Wow, that is _really _weird...
Anyhow, check these out first:
http://support.microsoft.com/kb/270696/en-us
http://support.microsoft.com/kb/318378/en-us
http://support.microsoft.com/kb/312451/en-us
http://support.microsoft.com/kb/220852/en-us
and post back.


----------



## smudger1767 (May 18, 2006)

OK Ive tried all the above and have removed IE and then reinstalled IE6, but I still havnt got Outlook Express, but it is now in the registry.


----------



## nickster_uk (Feb 7, 2005)

What happens when you:

- Click Start -> Run -> type
msimn
- Click OK

Do you get an error message? If yes, what is the exact message please?


----------



## smudger1767 (May 18, 2006)

I just get the message unable to find (msimn). Could I install it from a friends XP disk.


----------



## nickster_uk (Feb 7, 2005)

You may be able to do that by using:

Start -> Run -> type:
sfc /scannow
Click OK and have disc ready

Do you have XP Service Pack 1 or 2 installed?


----------



## smudger1767 (May 18, 2006)

Yes I have both service pack 1 & 2, when I ran sfc /scannow nothing happened, I just got a black window for a split second then nothing. This is stupid, I think Im going to have to do another complete install soon, but Im not going to give up yet.


----------



## Glaswegian (Sep 16, 2005)

Try this link - it includes details for OE as well as IE (I know you've already done IE)
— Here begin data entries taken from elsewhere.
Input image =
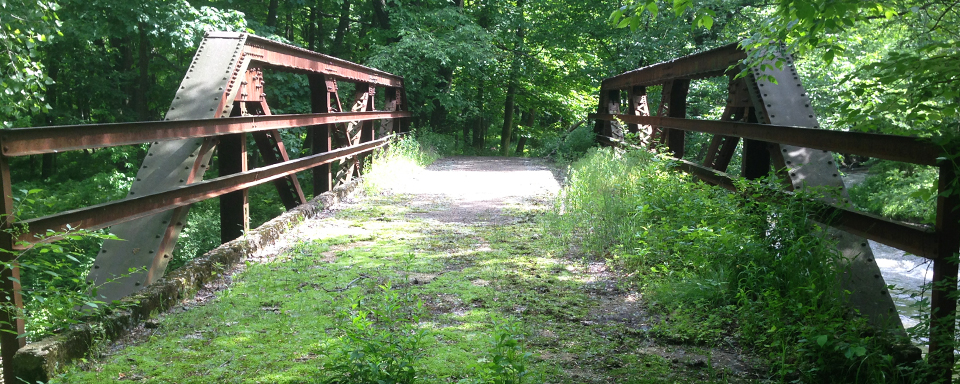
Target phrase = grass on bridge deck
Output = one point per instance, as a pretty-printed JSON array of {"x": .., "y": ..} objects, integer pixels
[{"x": 490, "y": 274}]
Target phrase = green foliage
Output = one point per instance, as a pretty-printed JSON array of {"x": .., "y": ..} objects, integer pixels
[
  {"x": 900, "y": 191},
  {"x": 25, "y": 26},
  {"x": 382, "y": 340},
  {"x": 53, "y": 276},
  {"x": 507, "y": 360},
  {"x": 396, "y": 164},
  {"x": 576, "y": 143},
  {"x": 709, "y": 256}
]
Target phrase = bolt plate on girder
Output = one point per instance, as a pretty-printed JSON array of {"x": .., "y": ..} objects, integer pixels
[
  {"x": 786, "y": 102},
  {"x": 125, "y": 266}
]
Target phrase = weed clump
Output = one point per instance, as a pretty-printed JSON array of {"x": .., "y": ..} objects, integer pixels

 * Repair or Reinstall Internet Explorer 6 and Outlook Express 6 *


----------



## nickster_uk (Feb 7, 2005)

This is a bizarre problem...

Enable the viewing of hidden files and folders:
- In Explorer, click Tools then Folder Options then the View tab
- Put check in 'Show hidden files and folders'
- Click Apply then OK
- Locate the following folder:
C:\WINDOWS\inf
- Then look for a file inside called:
msoe50
- If it's there, please report back


----------